SVB Financial Group (SIVB.Q -16.67%), a bank that caters to its namesake Silicon Valley customers, released its third-quarter 2022 earnings on Oct. 20. Although investors were highly disappointed with the report, there was good news in the results.

Here is the one big reason the stock dropped after earnings and one reason you should remain optimistic over the long term.

1. The bad news: Lowered guidance

SVB generates most of its revenue through loans. The bank measures its profits from lending activities based on net interest income (NII), the difference between the interest rate it pays depositors and the interest rate on the loans it makes.

SVB maintains a relatively high percentage of deposits on which it pays no interest, formally called non-interest-bearing deposits. When start-ups or private companies raise money from a venture capitalist (VC) or private equity (PE) investor, they often deposit those funds into an SVB non-interest-bearing account.
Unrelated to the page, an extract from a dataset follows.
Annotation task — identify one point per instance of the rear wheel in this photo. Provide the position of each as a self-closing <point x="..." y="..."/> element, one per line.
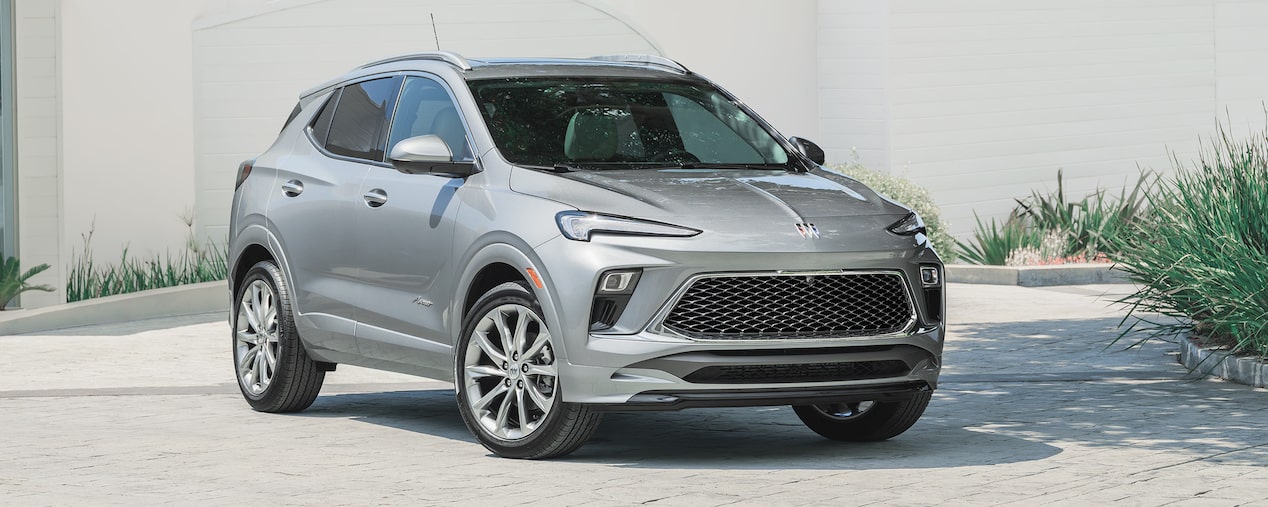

These deposits also benefit the bank, especially in a rising interest rate environment. When the Federal Reserve raises interest rates, the bank will also increase the interest rate on its loans. And the higher its percentage of non-interest-bearing deposits, the more significant the boost will be to NII when it raises its loan rates.

For instance, in the first quarter of 2022, the company had 65% of its deposits in non-interest-bearing accounts, a relatively high percentage compared to the average bank. Because of this high percentage, the bank projected a $100 million to $130 million increase in annualized pretax NII for each 25 basis-point rate increase by the Fed. 

However, when economic growth began faltering, the bank ran into trouble; private and public company valuations began dropping. And VC and PE investments slowed.

As a result, SVB's depositor base of start-ups and young high-growth companies began making fewer no-interest deposits and more withdrawals. And the bank's average non-interest-bearing deposits fell from $120.67 billion in the second quarter to about $106 billion in the third quarter.

To compensate for the loss of non-interest-bearing deposits, SVB brought interest-bearing funds onto the balance sheet, resulting in higher loan-funding costs and reduced sensitivity to rising interest rates than it forecast in the first quarter. Consequently, SVB lowered its fiscal 2022 deposit and NII estimates in its third-quarter 2022 earnings report. The company also said its NII has peaked for this rising-rate cycle. So any investors who bought SVB using a thesis that included an extra boost to NII from rising interest rates just got the rug yanked out from underneath them. As a result, disappointed investors sold the stock, and it declined 24% after the company released its earnings.

SIVB Chart

SIVB data by YCharts.

You should expect the company's results and stock price to remain depressed as long as private and public fund-raising activity for tech and startups continues to decline, which results in lower non-interest-bearing deposits. Unfortunately, the timing for when things might improve is unknown, a reason SVB failed to give a 2023 forecast.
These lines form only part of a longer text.